The bot relies on the standalone Queen package (the compiled SWI-Prolog chess engine wrapper) to calculate legal moves, pinned pieces, checks, discoverys, and forced tactical wins.

First, ensure you have SWI-Prolog installed on your system:

Fedora / RedHat
sudo dnf install pl
Ubuntu / Debian
sudo apt-get install swi-prolog

Next, install the local python dependencies and install the cloned `Queen` package in editable mode:

Shell Command
pip install -r requirements.txt
pip install -e ./Queen

2. Boot the local vLLM Server

To avoid high inference latency, we serve the model locally using vLLM. Because Gemma 4 is a large Mixture of Experts (MoE) model, we apply structural parameter limits to prevent GPU out-of-memory errors:

Launch the server by executing the provided startup script:

start_vllm.sh
#!/bin/bash
export VLLM_DISABLE_FLASHINFER=1
export VLLM_USE_FLASHINFER_SAMPLER=0
export VLLM_ATTENTION_BACKEND=FLASH_ATTN
export HF_HUB_OFFLINE=1

# Serve Gemma 4 MoE on port 8000 with optimized parameters
vllm serve cyankiwi/gemma-4-26B-A4B-it-AWQ-4bit \
    --port 8000 \
    --enable-auto-tool-choice \
    --tool-call-parser gemma4 \
    --max-num-batched-tokens 4096 \
    --max-model-len 8192

3. Configure Environment Variables

Create a .env file at the root of the project to hold your private credentials and configuration parameters. The file is listed in .gitignore to prevent accidental commits to public repositories.

.env File Structure
# Lichess Connection Credentials
LICHESS_API_TOKEN=your_lichess_bot_api_token_here
LICHESS_MY_USERNAME=your_personal_username_to_accept_challenges_from

# Local vLLM Model serving configuration
LICHESS_MODEL_NAME=cyankiwi/gemma-4-26B-A4B-it-AWQ-4bit

4. Run the Lichess Bot

Once the vLLM server is running and your .env file is configured, start the Lichess polling client:

Shell Command
python3 lichess_bot.py

The client will connect, check if your Lichess account is already designated as a BOT account, and prompt you for confirmation if an upgrade is needed. Challenges issued from your designated LICHESS_MY_USERNAME will be automatically accepted, starting a match.

⚠️
Irreversible Lichess BOT Upgrade
Upgrading a Lichess account to a BOT designation is irreversible. Once upgraded, that account can never play standard human matches and will be restricted to bot/API play. We strongly recommend creating a fresh, dedicated Lichess account for your bot rather than using your personal main account.

5. Run Benchmark Suites

You can test the bot's tactical accuracy and rating locally using the test utilities:

A. Local Tactical vision Elo Benchmark

Measures accuracy and computes an estimated tactical rating against 30 puzzles:

Shell Command
python3 test_puzzles.py

B. Pure LLM Baseline Comparison

Evaluates a pure LLM (without Queen or min-max constraints) to measure System 2 improvements:

Shell Command
python3 test_puzzles_baseline.py

C. Match Play Against Local Stockfish

Auto-runs standard matches (alternating colors) against a local Stockfish engine to determine win rate:

Shell Command
python3 play_stockfish.py

6. Replaying Games & Analyzing Thought Logs

R_Daneel_AI records every turn's FEN state, proposed moves, metrics, and full Markdown thoughts in structured JSON Lines files (logs/game_{game_id}.jsonl).

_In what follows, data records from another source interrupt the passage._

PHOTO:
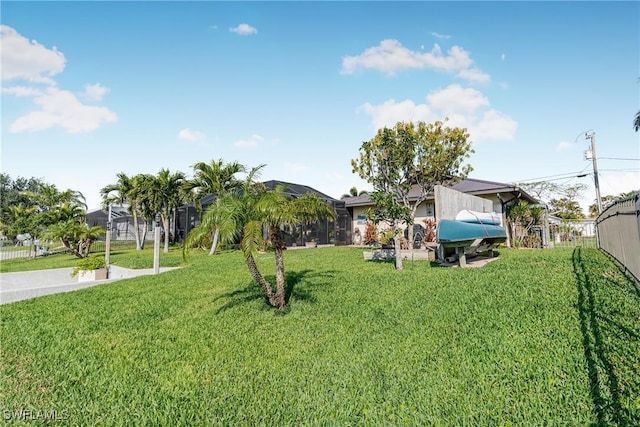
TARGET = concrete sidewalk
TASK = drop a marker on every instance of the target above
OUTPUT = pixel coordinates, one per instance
(30, 284)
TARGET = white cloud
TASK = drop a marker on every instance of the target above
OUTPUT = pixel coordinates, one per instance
(391, 112)
(614, 184)
(61, 108)
(191, 135)
(21, 91)
(95, 92)
(390, 56)
(464, 107)
(244, 30)
(26, 59)
(474, 75)
(30, 61)
(252, 141)
(493, 125)
(440, 36)
(295, 168)
(456, 99)
(565, 145)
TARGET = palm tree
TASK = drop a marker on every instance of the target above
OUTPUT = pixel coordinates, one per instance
(247, 212)
(75, 236)
(126, 191)
(214, 178)
(353, 192)
(276, 210)
(47, 197)
(167, 194)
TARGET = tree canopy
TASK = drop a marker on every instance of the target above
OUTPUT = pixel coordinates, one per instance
(410, 157)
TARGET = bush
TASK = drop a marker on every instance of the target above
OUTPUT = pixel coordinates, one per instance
(370, 234)
(92, 262)
(429, 230)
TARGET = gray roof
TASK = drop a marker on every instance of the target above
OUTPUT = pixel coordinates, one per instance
(476, 187)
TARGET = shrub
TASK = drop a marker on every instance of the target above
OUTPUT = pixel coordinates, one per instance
(92, 262)
(370, 234)
(429, 230)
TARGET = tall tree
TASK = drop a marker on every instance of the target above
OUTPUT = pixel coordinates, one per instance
(167, 194)
(214, 178)
(245, 213)
(607, 201)
(410, 157)
(522, 217)
(127, 191)
(566, 208)
(353, 192)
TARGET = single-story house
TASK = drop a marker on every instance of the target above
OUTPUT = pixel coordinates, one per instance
(323, 232)
(500, 194)
(187, 217)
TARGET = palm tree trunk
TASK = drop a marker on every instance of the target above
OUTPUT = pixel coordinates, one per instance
(280, 296)
(165, 225)
(257, 276)
(398, 248)
(136, 230)
(216, 236)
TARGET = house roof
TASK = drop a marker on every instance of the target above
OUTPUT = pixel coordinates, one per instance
(290, 189)
(476, 187)
(297, 190)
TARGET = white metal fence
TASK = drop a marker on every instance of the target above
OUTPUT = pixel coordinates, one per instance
(619, 233)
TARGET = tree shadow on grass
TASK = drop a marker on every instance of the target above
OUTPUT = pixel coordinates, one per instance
(601, 349)
(253, 291)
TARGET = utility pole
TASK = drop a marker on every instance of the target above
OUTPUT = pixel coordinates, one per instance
(592, 137)
(156, 245)
(107, 249)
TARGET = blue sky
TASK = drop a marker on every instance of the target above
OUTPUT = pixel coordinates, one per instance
(90, 89)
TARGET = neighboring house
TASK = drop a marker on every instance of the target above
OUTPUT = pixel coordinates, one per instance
(323, 232)
(122, 222)
(500, 194)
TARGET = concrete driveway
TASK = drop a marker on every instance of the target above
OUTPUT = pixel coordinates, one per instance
(32, 284)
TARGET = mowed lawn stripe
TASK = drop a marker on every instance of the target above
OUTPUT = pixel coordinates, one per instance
(360, 344)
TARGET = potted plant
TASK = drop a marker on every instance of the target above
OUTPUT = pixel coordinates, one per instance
(90, 268)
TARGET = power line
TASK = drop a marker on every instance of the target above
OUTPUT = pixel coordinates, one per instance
(556, 176)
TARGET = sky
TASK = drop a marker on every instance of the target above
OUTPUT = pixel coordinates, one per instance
(91, 89)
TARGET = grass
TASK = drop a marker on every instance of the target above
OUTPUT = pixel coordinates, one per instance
(123, 256)
(534, 338)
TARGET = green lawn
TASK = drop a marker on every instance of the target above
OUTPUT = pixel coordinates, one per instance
(535, 338)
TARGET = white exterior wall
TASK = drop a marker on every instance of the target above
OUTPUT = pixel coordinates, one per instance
(426, 210)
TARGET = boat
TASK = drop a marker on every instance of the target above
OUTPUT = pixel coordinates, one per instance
(458, 240)
(454, 231)
(489, 218)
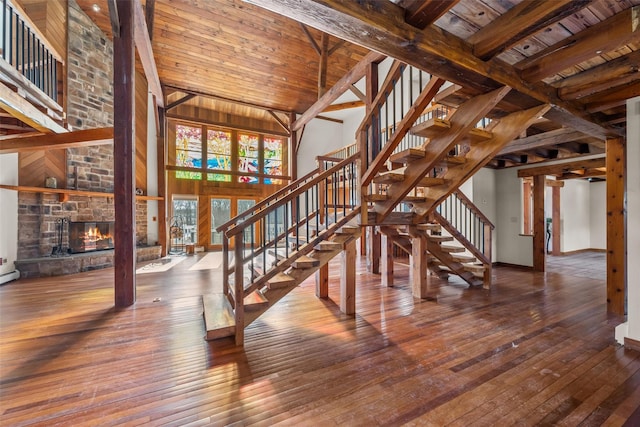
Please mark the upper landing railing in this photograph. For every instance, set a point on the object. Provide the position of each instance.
(27, 57)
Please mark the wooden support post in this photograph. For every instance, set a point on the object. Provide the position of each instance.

To inspect and debug the bot's System 2 logical reasoning step-by-step:

  1. Open logs/visualizer.html in any browser.
  2. Drag and drop your game's .jsonl file directly into the visualizer panel.
  3. Use the navigation controls (Play/Pause, Next, Previous) to replay the board state and read the corresponding LLM Thoughts and updated Strategic Plans.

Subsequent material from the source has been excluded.